4k Random Read/Write
Each QD for every parameter tested includes 300 data points (five minutes of one second reports) to illustrate the degree of performance variability. The line for each QD represents the average speed reported during the five-minute interval.
4k random speed measurements are an important metric when comparing drive performance as the hardest type of file access for any storage solution to master is small-file random. One of the most sought-after performance specifications, 4k random performance is a heavily marketed figure.
The WD Xe provides 402 4k random read IOPS at QD256. The Toshiba AL13SE averages 394 IOPS, while the Seagate v7 leads the heavy 4k read workload with an average of 410 IOPS at QD256.
The WD Xe doesn't provide as robust performance with lower thread counts, but it rises to the challenge as the load intensifies with an average of 402 IOPS at QD256. This trails the AL13SE's 380 IOPS and the v7, which averages 365 IOPS.
Our write percentage testing illustrates the varying performance of each solution with mixed workloads. The 100 percent column to the right is a pure write workload of the 4k file size, and 0 percent represents a pure 4k read workload.
The Xe starts out well with a heavy read workload but slows as we mix in more write activity.

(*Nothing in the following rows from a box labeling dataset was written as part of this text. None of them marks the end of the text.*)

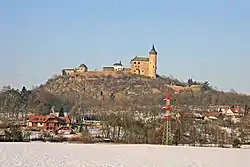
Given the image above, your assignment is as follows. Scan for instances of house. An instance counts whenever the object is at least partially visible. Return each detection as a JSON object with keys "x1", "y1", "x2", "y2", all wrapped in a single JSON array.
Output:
[
  {"x1": 130, "y1": 45, "x2": 158, "y2": 78},
  {"x1": 113, "y1": 61, "x2": 124, "y2": 71},
  {"x1": 204, "y1": 112, "x2": 222, "y2": 120},
  {"x1": 26, "y1": 115, "x2": 71, "y2": 131}
]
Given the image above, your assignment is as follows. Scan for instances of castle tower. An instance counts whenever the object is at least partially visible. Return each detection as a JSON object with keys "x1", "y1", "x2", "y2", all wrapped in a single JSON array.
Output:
[{"x1": 148, "y1": 45, "x2": 157, "y2": 78}]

The WD Xe delivers more commands within a lower latency range than the other drives, but it unfortunately also has a number of operations dispersed within the higher latency ranges, muddying the performance picture.
We record the power consumption measurements during our test run at QD256.
The WD Xe really leads in this test by a large margin with a very conservative power draw of 5.76 watts. The AL13SE pulls 6.78 watts during the measurement window, slightly higher than the v7, which averaged 6.88W.
IOPS to Watts measurements are generated from data recorded during our test. The WD Xe tops both IOPS to Watts charts, highlighting that even with its lower write performance, it can deliver excellent efficiency.